The car has dampers.
Who concluded that it doesn't?
As far as i can see, it's simply the inherent balance of the car. To put less heat to the rear tyres, it probably would need a balance that is not competitive. It may well be the very same exhuasts over heating the tyres as well.
Whatever it is, it is related to donwforce creation. The aero balance not exluding the blown diffuser.
Over one lap, no problem degradation doesn't reach an advanced stage, so the car is quick.
Over a few laps the tyres are saturated and overworked, and the heat breaks down the mechanical properties of the rubber.
In terms of the exhuast, Maybe they need to allow more cooling on the inside of the tyre, cutting some more material out of the diffuser. this may result in loss of downforce, and change in behavior of the car, but to couteract that the flow can be nozzled some more.
We can see attempts here to chanell the exhuast away from the tyre and direct it where it needs to be.
The metal peice in front of the tyre will also direct air to the inside of the tyre wall creating a barier against the hot air fromt he exhuasts.
This solution probably works, as they wouldnt be using it, but i dont think it does enough to protect the tyres and it doesn't do enough to maintain exhuast speed. It's probably best at channeling flow alone. But for outright performance the gases need to be speeded up, as close to trans sonic speed as possible. You do this by using nozzles. There's a drag penalty of course.

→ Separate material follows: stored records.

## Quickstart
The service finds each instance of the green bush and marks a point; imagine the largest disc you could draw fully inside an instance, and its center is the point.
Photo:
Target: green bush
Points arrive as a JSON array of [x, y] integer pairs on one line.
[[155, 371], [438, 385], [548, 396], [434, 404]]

Here's your floor nozzle in front of the tyre:
here again:
Notice that you have sufficient slots in the floor on the outside of the nozzles for allowing cooling flow to that hot area. Three very generous slots.
The most critical thing in these redbull images is the nozzle and it's shape. If you look at the outer profile of the nozzle it's pushing the exhaust away from the tyre. See the curvature? It's not chanelling straight down the inside like the mercedes guide vanes, it's speeding up the flow and it's pushing it taway from the inside edge of the tyre. Look also at the huge gap between tyre and diffuser. You can actually see the asphalt through that gap.
So in summary, i think mercedes problems could be helped by attacking the most obvious problem, rear tyre degredation. Which is of the thermal kind. You do this by lowering the temperatures, even if it doesn't make the car run 50 laps straight like a lotus, lowering temps will delay degradation. By copying redbull they could find gains in tyre life.